You worry a lot about legal ramifications of those truths you have written. Even though you know they belong to your story, nerves get jangled every time a family member raises questions about what you’re writing. We’re told to write our truth as we remember it. It is our story, and we reassured with the inimitable words of Anne Lamott.

How To Publish my memoir?

Following a lot of reading and then number crunching and head scratching, I decided the course for publishing my memoir. I have chosen to go the self-publishing route with a company of designers and editors at 1106 Designs guiding me to the point of turning it over to IngramSpark for printing and distribution.
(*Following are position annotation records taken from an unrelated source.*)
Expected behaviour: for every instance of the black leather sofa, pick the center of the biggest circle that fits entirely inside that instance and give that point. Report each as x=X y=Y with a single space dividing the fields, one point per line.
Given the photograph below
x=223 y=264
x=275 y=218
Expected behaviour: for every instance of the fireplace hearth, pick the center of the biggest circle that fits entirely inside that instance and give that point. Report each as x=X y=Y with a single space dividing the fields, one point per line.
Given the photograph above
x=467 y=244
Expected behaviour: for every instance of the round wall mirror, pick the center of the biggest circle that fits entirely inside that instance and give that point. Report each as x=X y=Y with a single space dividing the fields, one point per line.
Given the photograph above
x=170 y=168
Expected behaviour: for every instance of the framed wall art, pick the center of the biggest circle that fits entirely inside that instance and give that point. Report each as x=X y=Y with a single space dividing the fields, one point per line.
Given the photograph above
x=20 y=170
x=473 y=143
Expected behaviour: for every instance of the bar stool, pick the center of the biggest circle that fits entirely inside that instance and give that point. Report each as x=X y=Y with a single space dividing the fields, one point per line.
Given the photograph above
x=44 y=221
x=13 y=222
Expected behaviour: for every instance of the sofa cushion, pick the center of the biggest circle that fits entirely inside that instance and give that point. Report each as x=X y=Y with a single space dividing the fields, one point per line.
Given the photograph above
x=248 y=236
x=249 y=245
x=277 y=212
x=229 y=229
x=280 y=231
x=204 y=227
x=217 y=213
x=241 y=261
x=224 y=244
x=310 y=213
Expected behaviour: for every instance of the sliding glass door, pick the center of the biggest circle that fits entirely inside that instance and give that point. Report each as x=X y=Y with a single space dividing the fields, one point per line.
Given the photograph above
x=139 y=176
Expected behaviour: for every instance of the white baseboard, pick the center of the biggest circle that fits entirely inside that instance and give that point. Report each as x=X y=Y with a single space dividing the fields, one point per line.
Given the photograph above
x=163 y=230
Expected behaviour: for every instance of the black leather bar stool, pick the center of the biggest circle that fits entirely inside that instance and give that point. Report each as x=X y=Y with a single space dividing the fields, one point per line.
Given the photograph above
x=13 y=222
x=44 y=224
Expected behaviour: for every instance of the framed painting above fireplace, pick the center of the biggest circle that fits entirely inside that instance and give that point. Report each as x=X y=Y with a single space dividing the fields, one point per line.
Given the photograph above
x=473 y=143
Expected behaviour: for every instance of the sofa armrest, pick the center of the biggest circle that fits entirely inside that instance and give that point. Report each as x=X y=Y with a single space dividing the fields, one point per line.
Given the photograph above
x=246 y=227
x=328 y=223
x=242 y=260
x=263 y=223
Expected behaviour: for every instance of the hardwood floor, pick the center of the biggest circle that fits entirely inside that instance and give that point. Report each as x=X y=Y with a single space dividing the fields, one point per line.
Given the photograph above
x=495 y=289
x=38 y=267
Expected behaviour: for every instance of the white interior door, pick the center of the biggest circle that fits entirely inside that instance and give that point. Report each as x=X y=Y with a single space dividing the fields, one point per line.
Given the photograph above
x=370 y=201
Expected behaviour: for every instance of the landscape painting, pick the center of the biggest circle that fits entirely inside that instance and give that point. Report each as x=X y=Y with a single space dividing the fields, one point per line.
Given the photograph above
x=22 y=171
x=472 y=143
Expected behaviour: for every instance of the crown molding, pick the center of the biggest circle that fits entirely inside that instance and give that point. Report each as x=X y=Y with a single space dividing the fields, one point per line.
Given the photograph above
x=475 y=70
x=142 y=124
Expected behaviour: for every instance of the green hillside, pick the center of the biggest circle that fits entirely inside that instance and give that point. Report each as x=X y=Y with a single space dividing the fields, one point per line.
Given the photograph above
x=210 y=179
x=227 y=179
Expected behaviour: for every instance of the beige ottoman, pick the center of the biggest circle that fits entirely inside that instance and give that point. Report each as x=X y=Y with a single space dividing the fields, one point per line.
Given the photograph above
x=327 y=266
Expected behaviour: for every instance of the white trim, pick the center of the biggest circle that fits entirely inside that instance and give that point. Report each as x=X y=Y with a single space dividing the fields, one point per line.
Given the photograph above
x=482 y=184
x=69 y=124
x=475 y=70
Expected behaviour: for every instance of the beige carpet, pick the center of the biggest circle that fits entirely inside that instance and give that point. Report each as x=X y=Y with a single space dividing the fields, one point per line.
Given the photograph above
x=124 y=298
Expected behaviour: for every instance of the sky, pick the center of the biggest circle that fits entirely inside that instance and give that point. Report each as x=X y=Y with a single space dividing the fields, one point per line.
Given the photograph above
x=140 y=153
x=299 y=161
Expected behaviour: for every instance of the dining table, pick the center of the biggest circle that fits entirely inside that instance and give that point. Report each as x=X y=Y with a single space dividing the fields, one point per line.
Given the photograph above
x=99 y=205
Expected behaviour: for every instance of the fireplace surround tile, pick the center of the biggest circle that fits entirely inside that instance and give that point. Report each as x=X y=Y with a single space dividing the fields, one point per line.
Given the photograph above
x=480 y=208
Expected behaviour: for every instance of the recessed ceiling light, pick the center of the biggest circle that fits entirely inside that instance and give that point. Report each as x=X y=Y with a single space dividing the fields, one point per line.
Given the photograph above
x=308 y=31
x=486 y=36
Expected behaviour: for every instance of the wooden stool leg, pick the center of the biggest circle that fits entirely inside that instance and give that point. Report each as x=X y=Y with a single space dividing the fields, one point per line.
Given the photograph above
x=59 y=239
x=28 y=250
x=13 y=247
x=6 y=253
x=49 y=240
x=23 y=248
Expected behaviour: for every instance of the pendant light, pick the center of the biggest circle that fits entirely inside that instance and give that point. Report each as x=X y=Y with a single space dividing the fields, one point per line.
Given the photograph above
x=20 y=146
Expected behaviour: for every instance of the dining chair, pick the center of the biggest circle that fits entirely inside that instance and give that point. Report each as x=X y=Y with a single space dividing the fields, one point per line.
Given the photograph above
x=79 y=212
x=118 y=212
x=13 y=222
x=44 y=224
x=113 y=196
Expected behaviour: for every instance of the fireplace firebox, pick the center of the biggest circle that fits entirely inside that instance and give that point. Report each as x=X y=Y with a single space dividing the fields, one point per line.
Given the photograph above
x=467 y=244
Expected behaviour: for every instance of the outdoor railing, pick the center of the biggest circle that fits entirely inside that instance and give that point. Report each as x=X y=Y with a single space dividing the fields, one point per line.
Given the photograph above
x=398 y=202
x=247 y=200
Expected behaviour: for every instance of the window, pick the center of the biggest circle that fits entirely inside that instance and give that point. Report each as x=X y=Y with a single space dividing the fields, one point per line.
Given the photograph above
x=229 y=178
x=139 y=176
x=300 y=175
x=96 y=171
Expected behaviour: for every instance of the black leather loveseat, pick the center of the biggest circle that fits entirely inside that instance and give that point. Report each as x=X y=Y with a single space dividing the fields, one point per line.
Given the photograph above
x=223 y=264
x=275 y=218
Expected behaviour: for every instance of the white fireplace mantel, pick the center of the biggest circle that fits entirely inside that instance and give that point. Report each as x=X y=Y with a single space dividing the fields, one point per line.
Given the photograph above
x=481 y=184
It hasn’t been easy to make this decision. There are so many options and opportunities out there for self-published authors. For weeks, maybe months, I vetted the options until I felt comfortable committing to the path D

Daddy sitting at the linotype machine.
Daddy sitting at the linotype machine.

Part of my reason in selecting self-publishing is a lifetime connection to the printing and publishing industry. My father started his life in printing as an apprentice for a small newspaper in Winchester, Tennessee, and from there he moved to Nashville and began working his way up to some of the large printing and publishing houses there. My parents met working in a printing service in the 1940s. An uncle owned his own printing company. My older brother worked in the printing industry involved in the two-, three-, and four-color process of printing colored materials.

 

What’s next?

Over the next several weeks and months, I’ll be finishing up my manuscript. A surgery and its recovery period will come up in about a month. With that behind me and a last read-through, I believe (I hope) I will be ready to send this manuscript off.

In the meantime, I’ll keep you posted. I may even call on some of you for help in one way or another.

Community has been the best part of writing my memoir. Online friends and community made it not so lonely and were always sharing their experiences to help the rest of us take the next step.